Under the new rules, all air travellers arriving in Canada are required to take three COVID-19 tests to travel here, arrive in and leave quarantine. The first test is required within 72 hours of departure to the country, the second at the designated destination Canadian airport and the third to be taken near the end of the 14-day quarantine period to confirm an individual has not been incubating the virus. 

Health Canada also says soon travellers will be required to stay in government-approved hotels for three nights at their own cost while awaiting test results taken at the airport.

Negative tests will allow the travellers to exit the hotels and finish quarantine at their planned location. Those with positive tests will be required to complete the full quarantine in a designated government facility. 

"We are currently working with the federal government to determine the impact of the recently announced measures on the border pilot program. At this time, no decisions have been made," Alberta Health Services said in a statement. 

The Calgary Airport Authority says the program is still operating under its regular rules. Right now, arrivals from the U.K. and South Africa are not permitted to use the airport program, due to highly contagious COVID-19 variants first identified in those countries.

As of Feb. 4, the province said more than 47,604 travellers had used the airport testing program, with a total positivity rate of 1.11 per cent. 

What is 'acceptable risk'?

Doctors have expressed concerns about the program, saying the positivity rate indicates that people who have declared no symptoms and no known exposure are still carrying COVID-19 into Canada.

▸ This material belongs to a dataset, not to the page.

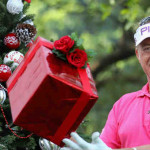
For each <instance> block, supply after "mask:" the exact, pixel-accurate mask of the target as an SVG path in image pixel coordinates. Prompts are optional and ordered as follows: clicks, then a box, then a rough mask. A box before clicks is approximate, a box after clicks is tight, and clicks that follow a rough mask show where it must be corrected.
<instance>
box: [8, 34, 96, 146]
mask: <svg viewBox="0 0 150 150" xmlns="http://www.w3.org/2000/svg"><path fill="white" fill-rule="evenodd" d="M52 49H53V43H52V42H50V41H47V40H45V39H43V38H41V37H38V38H37V40H36V41H35V42H34V44H33V45H32V46H31V47H30V49H29V51H28V52H27V53H26V55H25V57H24V60H23V61H22V62H21V64H20V65H19V66H18V67H17V69H16V70H15V71H14V72H13V74H12V75H11V77H10V78H9V80H8V81H7V89H8V95H9V101H10V105H11V112H12V118H13V122H14V124H16V125H18V126H21V127H23V128H24V129H26V130H28V131H31V132H33V133H35V134H36V135H38V136H41V137H43V138H46V139H48V140H50V141H52V142H54V143H55V144H57V145H59V146H62V145H63V143H62V142H61V141H62V139H63V138H65V137H67V138H68V137H70V132H72V131H75V130H76V129H77V127H78V126H79V124H80V123H81V122H82V120H83V119H84V117H85V116H86V115H87V113H88V112H89V110H90V109H91V108H92V107H93V105H94V104H95V102H96V100H97V99H98V96H97V91H96V88H95V83H94V81H93V78H92V76H91V72H90V68H89V65H88V66H87V68H86V69H81V68H80V69H79V68H75V67H74V66H72V65H71V64H68V63H66V62H64V61H62V60H61V59H59V58H57V57H56V56H55V55H54V54H53V53H52V51H51V50H52Z"/></svg>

"I've always had concerns with the shortened quarantine periods, given the fact that we know that the incubation period can be up to 14 days for someone who has been exposed, and a shortened period does increase the chance that someone may be carrying the virus and pass it on to others without being picked up," said Dr. Vanessa Meier-Stephenson.

"There is no perfect, ideal program for maintaining public safety and continuity," said Meier-Stephenson, who is an infectious disease physician and virology researcher at the University of Calgary's Cumming School of Medicine. 

"It comes down to what is our acceptable risk."